I don’t suppose there was any lawyer, anywhere, more interested in the legal problem which unfolded. As I have said, it was our Stone and we had spent hundreds of years protecting it. Now, Government refused to gaol those who stole it! It was not because there was any lack of proof; the Nationalists named those involved, published their pictures and invited the police to arrest them. And there was no doubt they were guilty of burglary, sacrilege, theft and destruction of property, all serious charges! It was just that Government did not want to give the Nationalists publicity! And their legal experts said that ‘the facts’ were only one part of the equation; that the real issue was whether the Power to Prosecute was being manipulated by outside forces for their own purposes. The arguments and explanations flowed thick and fast and, in the end, formed the definitive statement of the law on Prosecutions, When and Why They Can Be Brought.

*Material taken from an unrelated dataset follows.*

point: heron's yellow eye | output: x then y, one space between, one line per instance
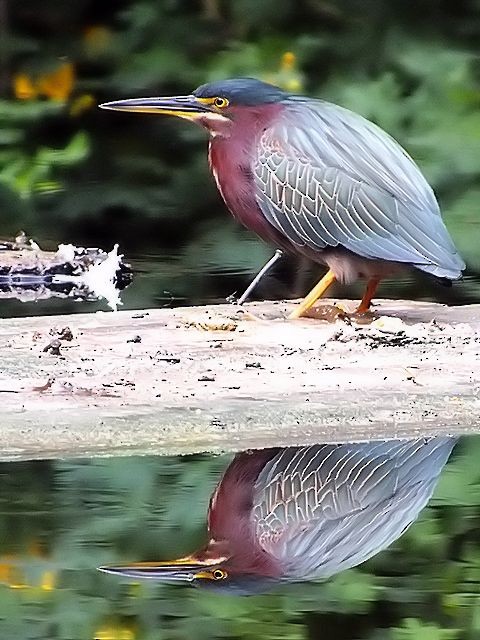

The situation is best summed up in these words of Lord Simon:

there is no greater nonsense talked about the Attorney-General’s duty, than the suggestion that in all cases the Attorney-General ought to decide to prosecute merely because he thinks that there is what the lawyers call ‘a case’. It is not true, and no one who has held that office supposes it is.

hen, after working 12- to 16-hour days for three months, I again raised the Murphy Case with Wally and asked him what he meant by saying ‘Canberra wanted it prosecuted’, and I gave him a Grand Tour of my unique collection of newspaper clippings. And he gave me an assurance that local considerations, and not outside interference, would rule from now on. This is why he was so upset when an official announcement, made in Australia, forced the Telefomin cases on us at least a year before they should have come before the Courts.